# Plugged sewer



## Plumbducky (Jun 12, 2010)

Pulled some lead yesterday from a sewer, not sure if it was skill or luck.









Sent from my XT1254 using Tapatalk


----------



## GREENPLUM (Jul 27, 2008)

You ain't playin!


----------



## Guest (Jun 27, 2016)

Nice job!I don't clean drains. I can offer no insight to drain cleaners. Im sure you are good at your part of the trade. I like(d) this forum. Just replying to one of the handful of new threads today because of the password reset.


----------



## quickplumb (May 27, 2016)

What is this? You pulled out this from sewer?


----------



## Plumbducky (Jun 12, 2010)

A chunk of lead from a cast iron joint

Sent from my XT1254 using Tapatalk


----------



## alldayplumbing (Jul 15, 2016)

People get the darndest things stuck in their sewers and drains. You use video inspection?

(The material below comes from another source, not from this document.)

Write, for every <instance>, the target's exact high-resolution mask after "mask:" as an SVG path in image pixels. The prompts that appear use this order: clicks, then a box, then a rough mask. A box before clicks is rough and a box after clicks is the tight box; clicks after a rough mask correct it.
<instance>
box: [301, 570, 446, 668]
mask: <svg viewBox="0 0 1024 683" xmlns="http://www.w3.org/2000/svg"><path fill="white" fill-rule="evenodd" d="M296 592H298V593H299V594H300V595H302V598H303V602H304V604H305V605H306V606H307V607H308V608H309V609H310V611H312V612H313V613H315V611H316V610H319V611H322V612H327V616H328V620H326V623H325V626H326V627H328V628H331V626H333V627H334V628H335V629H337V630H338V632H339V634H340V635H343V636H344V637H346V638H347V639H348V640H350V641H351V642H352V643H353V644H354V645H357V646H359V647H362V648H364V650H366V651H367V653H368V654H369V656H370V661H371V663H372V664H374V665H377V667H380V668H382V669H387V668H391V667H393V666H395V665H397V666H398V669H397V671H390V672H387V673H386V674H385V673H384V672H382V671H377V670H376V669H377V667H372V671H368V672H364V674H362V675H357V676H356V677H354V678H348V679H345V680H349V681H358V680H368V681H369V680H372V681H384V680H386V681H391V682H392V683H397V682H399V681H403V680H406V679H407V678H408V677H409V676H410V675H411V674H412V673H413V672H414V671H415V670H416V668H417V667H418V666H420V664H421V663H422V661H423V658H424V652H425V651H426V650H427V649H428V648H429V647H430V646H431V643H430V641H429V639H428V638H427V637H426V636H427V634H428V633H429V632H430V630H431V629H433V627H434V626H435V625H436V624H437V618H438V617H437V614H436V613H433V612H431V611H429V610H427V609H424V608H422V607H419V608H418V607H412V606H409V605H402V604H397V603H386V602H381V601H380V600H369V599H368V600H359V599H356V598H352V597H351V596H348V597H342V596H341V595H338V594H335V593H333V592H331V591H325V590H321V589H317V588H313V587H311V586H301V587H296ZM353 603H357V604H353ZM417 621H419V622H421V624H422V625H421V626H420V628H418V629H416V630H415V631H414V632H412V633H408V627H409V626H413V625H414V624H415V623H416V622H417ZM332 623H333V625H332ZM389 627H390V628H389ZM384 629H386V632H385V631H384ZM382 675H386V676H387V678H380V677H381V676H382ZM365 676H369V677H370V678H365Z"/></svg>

No luck needed there


----------



## rwh (Dec 17, 2014)

Guest said:


> Nice job!I don't clean drains. I can offer no insight to drain cleaners. Im sure you are good at your part of the trade. I like(d) this forum. Just replying to one of the handful of new threads today because of the password reset.



This was my post under a different username. Either lockedout or cantgetbackin. Where is plumdrum? Hope he is back in.


----------



## GREENPLUM (Jul 27, 2008)

I saw your pic on Ridgids Facebook page!

Congrats! You've made it!


----------